Ib Geertsen
Ib Geertsen (1919–2009) was a Danish painter and sculptor associated with concrete art and postwar Danish modernism. His work is known for its disciplined abstraction, where colour, geometry, and movement are arranged without representational content. Through paintings, reliefs, mobiles, and public decorations, Geertsen developed a visual language based on circles, squares, rounded forms, and carefully balanced colour fields.
Biography
Ib Geertsen was born in Copenhagen in 1919. He first trained as a gardener between 1934 and 1939 before turning fully to art, largely as a self-taught artist. During the late 1930s, he became connected with artists in Aalborg and initially worked within a naturalist tradition, painting still lifes and landscapes influenced by artists such as Paul Cézanne and Amedeo Modigliani.
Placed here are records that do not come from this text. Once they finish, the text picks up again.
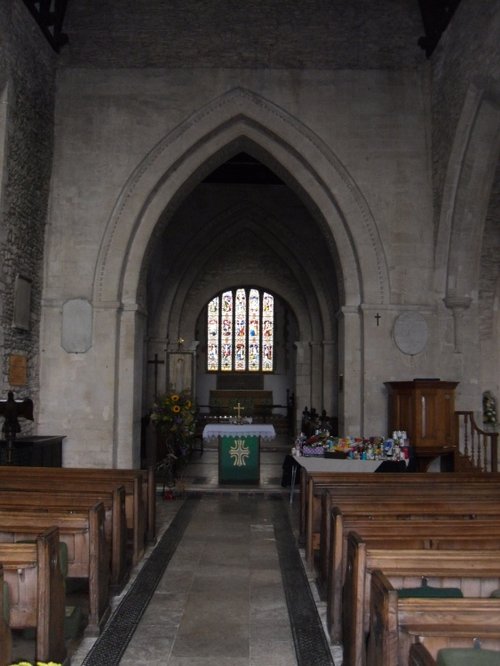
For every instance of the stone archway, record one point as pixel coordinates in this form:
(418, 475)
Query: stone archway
(471, 171)
(171, 167)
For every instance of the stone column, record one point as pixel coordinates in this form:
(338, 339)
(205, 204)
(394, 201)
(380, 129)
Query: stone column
(330, 388)
(316, 374)
(129, 391)
(350, 379)
(302, 379)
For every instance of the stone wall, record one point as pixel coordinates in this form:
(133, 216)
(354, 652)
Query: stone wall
(467, 53)
(27, 67)
(345, 34)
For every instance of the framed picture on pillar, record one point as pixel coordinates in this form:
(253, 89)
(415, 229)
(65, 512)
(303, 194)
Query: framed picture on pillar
(22, 303)
(180, 371)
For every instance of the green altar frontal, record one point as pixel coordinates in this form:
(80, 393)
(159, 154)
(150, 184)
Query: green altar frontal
(239, 459)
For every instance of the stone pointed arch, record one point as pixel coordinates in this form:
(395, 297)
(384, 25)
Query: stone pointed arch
(317, 173)
(471, 169)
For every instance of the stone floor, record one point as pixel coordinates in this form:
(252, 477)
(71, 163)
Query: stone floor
(221, 595)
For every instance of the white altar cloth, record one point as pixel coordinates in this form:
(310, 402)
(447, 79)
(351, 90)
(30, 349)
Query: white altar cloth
(262, 430)
(313, 464)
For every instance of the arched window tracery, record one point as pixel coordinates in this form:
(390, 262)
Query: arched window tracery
(240, 331)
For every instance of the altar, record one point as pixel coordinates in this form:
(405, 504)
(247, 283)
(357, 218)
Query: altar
(239, 449)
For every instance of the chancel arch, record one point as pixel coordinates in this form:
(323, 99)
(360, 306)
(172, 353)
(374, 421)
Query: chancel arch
(463, 270)
(162, 181)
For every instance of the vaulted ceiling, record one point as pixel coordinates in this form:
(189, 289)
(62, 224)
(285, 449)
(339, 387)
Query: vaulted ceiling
(50, 14)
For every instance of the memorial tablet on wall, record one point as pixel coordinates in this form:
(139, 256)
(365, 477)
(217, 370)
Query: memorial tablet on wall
(410, 333)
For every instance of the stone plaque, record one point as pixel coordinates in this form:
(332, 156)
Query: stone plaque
(18, 370)
(22, 303)
(76, 336)
(410, 333)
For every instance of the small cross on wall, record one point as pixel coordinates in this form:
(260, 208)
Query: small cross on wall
(238, 408)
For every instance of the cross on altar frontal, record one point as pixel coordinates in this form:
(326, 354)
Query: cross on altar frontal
(238, 408)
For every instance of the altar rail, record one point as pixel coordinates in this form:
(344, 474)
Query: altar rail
(477, 446)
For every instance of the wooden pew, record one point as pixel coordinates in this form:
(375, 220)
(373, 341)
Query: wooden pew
(114, 517)
(396, 623)
(5, 633)
(436, 533)
(82, 480)
(428, 489)
(88, 554)
(140, 490)
(475, 572)
(33, 574)
(420, 655)
(405, 491)
(314, 485)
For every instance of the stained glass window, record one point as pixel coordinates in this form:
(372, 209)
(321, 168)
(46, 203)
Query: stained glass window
(240, 331)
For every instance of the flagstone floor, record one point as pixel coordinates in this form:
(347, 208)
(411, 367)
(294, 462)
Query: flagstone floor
(222, 598)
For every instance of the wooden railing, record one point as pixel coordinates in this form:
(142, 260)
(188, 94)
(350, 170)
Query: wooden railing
(476, 445)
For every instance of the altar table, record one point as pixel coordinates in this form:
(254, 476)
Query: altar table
(344, 465)
(239, 449)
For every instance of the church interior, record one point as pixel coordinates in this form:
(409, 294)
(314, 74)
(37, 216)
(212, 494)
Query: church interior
(278, 221)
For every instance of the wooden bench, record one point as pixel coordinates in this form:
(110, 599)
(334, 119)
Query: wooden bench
(88, 554)
(396, 623)
(410, 486)
(403, 532)
(465, 653)
(429, 490)
(315, 484)
(5, 633)
(33, 574)
(475, 572)
(83, 480)
(114, 517)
In the 1940s, Geertsen moved toward a more experimental and abstract form of expression. After returning to Copenhagen in 1943, his painting became more spontaneous, with elements of impasto and surrealist technique. In 1947, he co-founded the artists’ association Linien II, which became an important platform for concrete art in Denmark.
Geertsen’s mature work was based on precise geometric compositions, often using solid areas of colour and repeated shapes to create rhythm, balance, and spatial movement. Circles and squares became central motifs in his work, forming a clear and recognizable idiom that he applied across paintings, sculptures, reliefs, and decorative commissions.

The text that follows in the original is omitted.